Even her father, Enda thinks, isn’t exempt: she has spied him, at night, working on his map preparations, with Eugene in the crook of his arm, looking down at the baby, as if he can find in his face all the answers to everything he ever wanted to know.

She doesn’t understand what it is they all see there, or hope to see. Eugene is a baby: he sleeps, he eats, he cries, he pees. That’s all.

Enda rises from the bench at the table, ignoring Phina’s requests for her to fetch the eggs, deaf to Rose’s voice saying, Where are you going, can I come too?

She steps out of the door and, shading her eyes against the summer sun, she looks one way, then the other.

An inkling of what is bothering Liam has suddenly occurred to her.

She calls his name, twice, hurling the sound like a ball into the air.

She wants to find him, wherever it is he has gone, to fall into step beside him.

She would like to ask him what he’s brooding about and say to him, It’s this island, isn’t it?

You’re not wanting to go with Da, are you, you don’t want to be his apprentice?

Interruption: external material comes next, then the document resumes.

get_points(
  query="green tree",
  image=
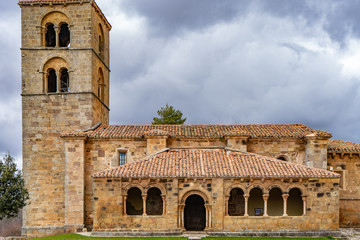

Now why is that? Would it be that priest-teacher of yours filling your head with notions, for who wouldn’t want to strike out like that and see such a place?

A great column of rock in the sea, Da says. What a sight that will be.

She would like to see it herself, is the truth of it. She would like to travel towards it on the boat, off the edge of the charted world, to feel the swell of the sea currents beneath her, to go to a place that doesn’t yet appear on any map.